From: Philippe Verdy (verdy_p@wanadoo.fr)
Date: Tue Nov 04 2003 - 15:49:14 EST
From: "Peter Kirk" <peterkirk@qaya.org>
> On 04/11/2003 06:37, Jill Ramonsky wrote:
>
> > ... (a very old, legacy application, unaware of the existence of
> > codepoints above U+FFFF) ...
>
> Such applications are not "very old", they are still being written. For
> example (see http://www.mysql.com/doc/en/Charset-Unicode.html), MySQL
> 4.1 adds UCS-2 and UTF-8 support to previous versions but for single
> two-byte codes in UCS-2 and up to three bytes per UTF-8 character only
> :-( - and this is still in alpha!
When MySQL will correctly implement UCS-2, it will just be a matter of
conventions between scrupulous software writers to use it in accordance with
Unicode, when storing text in the database with a UTF-16BE/LE encoding
scheme.
Even with that restriction, it's not difficult to comply with Unicode: they
can use SCSU-8 if they need to store characters out of the BMP, even if for
now it won't be possible to output them with a UTF-8 label. The other issue
is that they will have to handle UTF-16 code units, and they won't be able
to sort strings containing characters aout of the BMP other than by a binary
sort in this area.
To include support of UCA for characters out of the BMP is a tremendous
effort to add and optimize the SQL engine.

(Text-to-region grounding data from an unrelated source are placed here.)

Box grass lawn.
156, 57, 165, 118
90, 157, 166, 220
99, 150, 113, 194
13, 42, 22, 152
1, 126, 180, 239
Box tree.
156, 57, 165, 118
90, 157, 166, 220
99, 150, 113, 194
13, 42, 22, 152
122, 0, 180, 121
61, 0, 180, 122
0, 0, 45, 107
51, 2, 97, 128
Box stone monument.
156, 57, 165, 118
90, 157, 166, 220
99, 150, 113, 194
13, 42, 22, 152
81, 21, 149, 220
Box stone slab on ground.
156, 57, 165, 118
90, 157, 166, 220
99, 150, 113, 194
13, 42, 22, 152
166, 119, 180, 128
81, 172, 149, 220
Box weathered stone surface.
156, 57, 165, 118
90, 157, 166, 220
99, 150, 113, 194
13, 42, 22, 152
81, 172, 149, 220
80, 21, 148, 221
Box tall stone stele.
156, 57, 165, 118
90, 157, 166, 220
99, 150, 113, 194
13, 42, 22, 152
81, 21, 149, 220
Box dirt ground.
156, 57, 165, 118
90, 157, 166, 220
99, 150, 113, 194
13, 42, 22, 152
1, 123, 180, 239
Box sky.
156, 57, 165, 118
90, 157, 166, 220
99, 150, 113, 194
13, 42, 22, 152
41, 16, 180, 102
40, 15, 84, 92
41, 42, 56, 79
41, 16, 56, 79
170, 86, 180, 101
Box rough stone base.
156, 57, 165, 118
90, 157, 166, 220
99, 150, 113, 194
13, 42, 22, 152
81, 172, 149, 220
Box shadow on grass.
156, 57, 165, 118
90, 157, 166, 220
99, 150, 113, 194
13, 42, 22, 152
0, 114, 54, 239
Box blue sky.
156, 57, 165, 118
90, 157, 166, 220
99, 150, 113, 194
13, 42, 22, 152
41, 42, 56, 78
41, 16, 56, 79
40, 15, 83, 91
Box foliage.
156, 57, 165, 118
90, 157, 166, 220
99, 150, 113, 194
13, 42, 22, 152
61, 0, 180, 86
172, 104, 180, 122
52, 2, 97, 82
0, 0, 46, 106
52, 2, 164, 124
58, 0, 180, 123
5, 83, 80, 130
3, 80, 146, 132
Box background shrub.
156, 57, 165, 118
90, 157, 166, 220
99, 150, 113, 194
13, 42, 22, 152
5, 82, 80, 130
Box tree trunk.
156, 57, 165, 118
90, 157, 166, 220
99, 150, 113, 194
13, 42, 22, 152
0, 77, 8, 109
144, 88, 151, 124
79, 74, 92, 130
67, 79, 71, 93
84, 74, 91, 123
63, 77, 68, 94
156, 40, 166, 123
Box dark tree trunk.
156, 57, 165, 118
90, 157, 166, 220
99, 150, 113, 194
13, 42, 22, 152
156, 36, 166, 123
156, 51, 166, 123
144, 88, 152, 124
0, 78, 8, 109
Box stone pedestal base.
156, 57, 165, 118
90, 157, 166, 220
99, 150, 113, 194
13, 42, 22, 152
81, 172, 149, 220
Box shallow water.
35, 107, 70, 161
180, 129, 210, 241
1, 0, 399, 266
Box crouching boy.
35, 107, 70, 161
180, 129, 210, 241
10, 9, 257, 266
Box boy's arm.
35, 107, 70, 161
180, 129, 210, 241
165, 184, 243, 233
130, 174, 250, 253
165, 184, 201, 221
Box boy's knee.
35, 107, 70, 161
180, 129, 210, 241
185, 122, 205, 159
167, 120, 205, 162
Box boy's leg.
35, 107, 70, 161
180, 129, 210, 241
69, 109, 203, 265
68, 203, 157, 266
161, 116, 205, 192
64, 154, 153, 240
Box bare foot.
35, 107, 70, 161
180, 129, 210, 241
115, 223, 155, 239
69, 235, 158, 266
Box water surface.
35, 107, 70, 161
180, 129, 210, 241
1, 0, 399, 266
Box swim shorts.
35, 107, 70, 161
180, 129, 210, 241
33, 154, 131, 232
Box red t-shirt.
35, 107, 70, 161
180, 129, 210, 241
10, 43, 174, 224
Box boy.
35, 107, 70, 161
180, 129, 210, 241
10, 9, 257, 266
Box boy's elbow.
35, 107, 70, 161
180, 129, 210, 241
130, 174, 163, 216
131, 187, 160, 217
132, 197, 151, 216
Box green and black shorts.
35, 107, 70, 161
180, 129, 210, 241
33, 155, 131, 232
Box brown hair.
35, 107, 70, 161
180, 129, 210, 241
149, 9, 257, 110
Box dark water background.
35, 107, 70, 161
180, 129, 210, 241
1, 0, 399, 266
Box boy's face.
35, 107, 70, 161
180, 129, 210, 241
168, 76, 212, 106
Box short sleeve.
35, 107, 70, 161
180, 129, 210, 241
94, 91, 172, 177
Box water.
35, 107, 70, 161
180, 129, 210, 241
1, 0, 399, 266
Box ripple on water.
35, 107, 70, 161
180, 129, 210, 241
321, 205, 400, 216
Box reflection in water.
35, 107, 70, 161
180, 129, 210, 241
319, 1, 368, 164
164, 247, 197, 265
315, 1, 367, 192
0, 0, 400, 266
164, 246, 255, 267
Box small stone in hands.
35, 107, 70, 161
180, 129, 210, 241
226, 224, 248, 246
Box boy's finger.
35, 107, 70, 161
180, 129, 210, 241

But it can still be developped by
independant applications of MySQL, or by computing externally and storing
collation keys (with a warning for SQL regular expressions with LIKE or for
some operators like TOUPPER() or TOLOWER() in SQL expressions, or for the
LENGTH() of a VARCHAR containing surrogates for Han supplementary
ideographs).
But this also means that MySQL will not fit with the Chinese market that
needs the correct support of the GB18030 standard which requires the full
support of supplementary planes as well as a few other conventions, and the
necessary conversion tables betwen Unicode code points and GB18030 positions
for characters in the BMP up to Unicode 3 and the algorithmic mapping for
characters assigned later by Unicode.